- Born: Robert F. Cain January 14, 1931 Columbia, Pennsylvania, U.S.
- Died: May 17, 2012 (aged 81)
- Retired: 2005

Motorsports career
- Debut season: 1947
- Car number: 36
- Championships: 2

= Bobby Cain =

American racing driver (born 1931)

Robert Cain (January 14, 1931 – May 17, 2012) was a pioneering American stock car and sprint car racing driver. Raised in the Pennsylvania Dutch Country he and his cars were known to racing fans as the "Quaker Shaker".

==Racing career==
Cain began racing Midgets near his home in Pennsylvania at age 16. He moved to stock cars, competing at Lincoln, Reading, Susquehanna, and Williams Grove Speedways. A move to Key West, Florida found him racing at Hialeah Speedway. By 1955, Cain had relocated to New York, becoming a regular at Fulton and Lancaster Speedways, while winning track championships at the Maple Grove (Waterloo) and Weedsport Speedways.

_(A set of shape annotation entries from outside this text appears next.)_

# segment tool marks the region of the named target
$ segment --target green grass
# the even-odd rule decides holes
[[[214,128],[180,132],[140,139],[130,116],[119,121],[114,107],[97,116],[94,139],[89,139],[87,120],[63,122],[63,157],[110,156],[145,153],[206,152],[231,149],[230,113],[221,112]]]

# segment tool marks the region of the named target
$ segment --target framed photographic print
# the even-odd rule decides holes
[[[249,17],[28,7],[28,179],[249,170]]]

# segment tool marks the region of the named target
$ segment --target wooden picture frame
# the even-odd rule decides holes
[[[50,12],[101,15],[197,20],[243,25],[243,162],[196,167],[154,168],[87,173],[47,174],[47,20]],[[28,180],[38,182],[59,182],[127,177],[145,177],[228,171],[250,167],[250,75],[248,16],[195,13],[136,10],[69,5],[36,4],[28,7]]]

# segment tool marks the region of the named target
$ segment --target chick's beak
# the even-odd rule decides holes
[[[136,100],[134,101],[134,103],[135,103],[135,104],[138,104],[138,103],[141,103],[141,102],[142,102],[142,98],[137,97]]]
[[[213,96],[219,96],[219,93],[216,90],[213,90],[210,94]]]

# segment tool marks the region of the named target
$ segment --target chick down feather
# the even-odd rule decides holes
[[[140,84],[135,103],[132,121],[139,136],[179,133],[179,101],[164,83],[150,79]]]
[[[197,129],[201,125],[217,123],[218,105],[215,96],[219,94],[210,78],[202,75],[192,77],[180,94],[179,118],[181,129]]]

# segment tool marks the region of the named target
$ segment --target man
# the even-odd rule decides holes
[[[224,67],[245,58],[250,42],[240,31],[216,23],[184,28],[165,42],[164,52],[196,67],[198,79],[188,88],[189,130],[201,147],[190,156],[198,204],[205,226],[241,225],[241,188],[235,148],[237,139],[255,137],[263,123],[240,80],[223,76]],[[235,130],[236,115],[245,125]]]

In 1983, Cain turned his attention exclusively to the Empire Super Sprint Series with just his wife Linda as his pit crew. He proved again to be a winner, contending at the renown tracks of the northeast, including Brewerton Speedway, New York; Devil's Bowl Speedway in West Haven, Vermont; Merrittville Speedway in Ontario; and in Pennsylvania at Lernerville Speedway, Mercer Speedway, Sportsman Speedway (Knox), and Tri-City Speedway (Franklin).

Cain was still racing at age 74 when he was inducted into the Northeast Dirt Modified Hall of Fame in 2005.